Complex systems are bound to fail
When a system works, we – humans – too often ensure that we bring it to the brink of failure.
Many systems around us are working at the edge of failure. Any issue of a certain severity makes it fail. Reliability seems to be an afterthought, robustness just too expensive. We want to make everything better, more efficient, more effective, just more. We always want more. We accept failures to happen. We extend systems until we don’t understand them anymore. We seem to be incapable of accepting a simple solution as is.
Look at ecosystems. Humans intervene with them all the time. And then they wonder why the system collapses. Either we don’t care or we don’t understand it.
There are many ways how a system may fail.
Adding to the capabilities – forgetting the core problem to solve.
I’m an MS Word user for 30+ years. The last time I used Word, I needed most probably less than 0.1% of the functionality. Maybe even less.
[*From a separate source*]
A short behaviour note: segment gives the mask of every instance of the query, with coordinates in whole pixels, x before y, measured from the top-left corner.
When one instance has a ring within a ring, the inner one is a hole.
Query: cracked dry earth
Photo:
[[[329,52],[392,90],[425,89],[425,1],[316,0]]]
Programs and apps get so convoluted, just to add more and more functionality. Some applications became so popular because they were simple, solved an immediate problem at hand, and were good at it. But then comes the effect of we need more. Of course, if something is good enough, we cannot leave it at that. We need to add more to make it even better. Just to make it worse.
Rarely do I know of a product that got better by adding more and more capabilities. Not every product needs to be a Swiss Army Knife. If the product solves something very good and in a very efficient way, there is no need to make it do more. Is it inventors, business people, egos, I don’t know. When someone had success with a solution for whatever reason, they want more. There are not many inventors who made one thing with huge impact, and then created the next brilliant thing. In software it’s even worse. When you have one good application, the owners start putting more and more functionality in. Because only more is more.
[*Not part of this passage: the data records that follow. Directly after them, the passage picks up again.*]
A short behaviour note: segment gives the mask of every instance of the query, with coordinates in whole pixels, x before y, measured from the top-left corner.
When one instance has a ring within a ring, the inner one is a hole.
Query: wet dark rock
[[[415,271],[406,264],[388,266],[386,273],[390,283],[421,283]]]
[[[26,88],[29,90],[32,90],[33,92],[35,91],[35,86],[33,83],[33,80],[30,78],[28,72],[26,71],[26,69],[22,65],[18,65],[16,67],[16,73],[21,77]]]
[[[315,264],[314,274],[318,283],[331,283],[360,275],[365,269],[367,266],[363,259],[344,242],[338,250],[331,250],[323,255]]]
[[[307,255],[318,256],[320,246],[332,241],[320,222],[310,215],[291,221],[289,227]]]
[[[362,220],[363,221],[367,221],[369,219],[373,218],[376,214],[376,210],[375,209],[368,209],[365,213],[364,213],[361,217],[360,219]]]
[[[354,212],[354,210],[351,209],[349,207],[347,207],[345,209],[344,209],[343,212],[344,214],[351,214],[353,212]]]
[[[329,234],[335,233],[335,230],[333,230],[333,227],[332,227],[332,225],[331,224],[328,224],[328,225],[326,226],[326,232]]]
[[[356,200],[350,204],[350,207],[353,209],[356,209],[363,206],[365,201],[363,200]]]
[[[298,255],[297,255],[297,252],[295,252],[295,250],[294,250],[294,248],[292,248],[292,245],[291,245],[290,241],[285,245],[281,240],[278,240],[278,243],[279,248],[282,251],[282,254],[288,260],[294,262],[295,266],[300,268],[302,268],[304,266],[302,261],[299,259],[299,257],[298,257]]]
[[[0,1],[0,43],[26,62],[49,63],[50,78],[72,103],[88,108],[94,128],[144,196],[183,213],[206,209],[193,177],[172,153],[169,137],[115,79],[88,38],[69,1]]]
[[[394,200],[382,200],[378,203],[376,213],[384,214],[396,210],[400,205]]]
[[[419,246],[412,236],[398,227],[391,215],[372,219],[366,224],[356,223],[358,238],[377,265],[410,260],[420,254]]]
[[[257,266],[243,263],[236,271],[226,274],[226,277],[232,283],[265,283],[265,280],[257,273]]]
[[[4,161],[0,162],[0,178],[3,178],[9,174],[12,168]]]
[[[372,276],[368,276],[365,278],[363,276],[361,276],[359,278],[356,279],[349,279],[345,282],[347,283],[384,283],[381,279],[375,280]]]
Look at cars. The majority of people who want a car need it to move themselves, their families or friends and a bunch of goods from A to B. In the first world we build cars that are so luxurious and overpowered, that only the top 1% of the population can actually afford them, even though 5% or so buy them. Are we building cars for the wrong reasons these days? What happened to the Volkswagen Beetle?
Reaching capacity limits
Systems that cannot handle the load anymore. It starts with a simple solution, maybe you thought ahead for a bit. Over time more and more was added. The system needs to do more, or there are more actors in the system, and finally the architecture of the system starts to fail. The system has reached its capacity limit.
There are examples in software applications, hardware infrastructure, or systems like your local public transportation network. Look at the suburban trains in Munich. The system is designed to bring people from the suburbs into downtown. As Munich has a distinct center they designed the rails in a way that lead from West to East through the middle of town. And every suburban line is attached to each end. Yes, they all meet at both ends and go through the middle, on one track each. You can imagine how fragile this system is all the time. We have long reached the capacity limit of trains going through the tunnel. Oh, yes, the central part with one track in each direction is underground.
Optimizing for failure
Trying to make things lean (like processes or people) up until the point that too much was removed from the system. When key elements of a system are removed that took care of the stability of the solution, the system fails. Teams, groups, companies, but also many other types of systems are continuously optimized.
We start with a system to solve a certain purpose. In the beginning we might not know what exactly is needed, so we add a bit extra to be on the safe side to build a good solution. At a certain point in time the system is ready to start solving the problem at hand. And now comes the point, where we start with optimizing. We take elements away, that were too much. We bit by bit reduce the nodes of the system. When you do it slowly and carefully, you can react to malfunctions of the system and reintroduce the element back. When you do it too quickly, it will be harder to understand what just happened and why it starts failing. You have removed a service that was doing one function more than you thought it was, and now the system doesn’t work anymore. As you don’t know that it was that service, it will take a bit to understand.
Or you start removing people from the teams, redistributing them to other projects. People are not clearly defined resources though, even if they are often treated like that. There is knowledge, enthusiasm, engagement, relations, and many more that defines a person. You cannot just remove a person without thinking that it has only the impact that the key role or job of the person is no longer done. That is a bit short-sighted.
Don’t forget resilience and robustness, if you have the chance
Eco-systems often entail a certain resilience and ability to react to change. Humans can get away with a lot of change until the system collapses more or less from one day to the other. But things don’t just happen. Remember the web of causation?
When you are part of a system and you can design the system, keep resilience and robustness in mind. You have only so much influence on your system. You never know what will happen. The most pesky pests of all: users! Users! The world could be so nice without them. Users are creative, stupid, intelligent, malicious, arrogant, and so many other things. If you don’t want your system to fail, keep that in mind.
Prepare for tomorrow. If the system is not part of a very well defined larger system, things will change. Know what your limits are or implement monitoring that show you early when you reach them. Design the system in a way that makes it easy to maintain and extend. To take an IT example. Writing down 100 lines of code to implement a certain functionality is easy. But implementing it in a way that you can still understand tomorrow what it does, or that it is easy to adjust or remove is not that easy. Making a system scale, failover tolerant, recoverable, these are the hard parts.
One last rant!
Because it just came up in the latest episode of the Cabrera Labs Podcast.
The whole is more than the sum of its parts.
No! It is not! If the whole is more than the sum of its parts, you just have not understood or found all of the parts, relations and perspectives.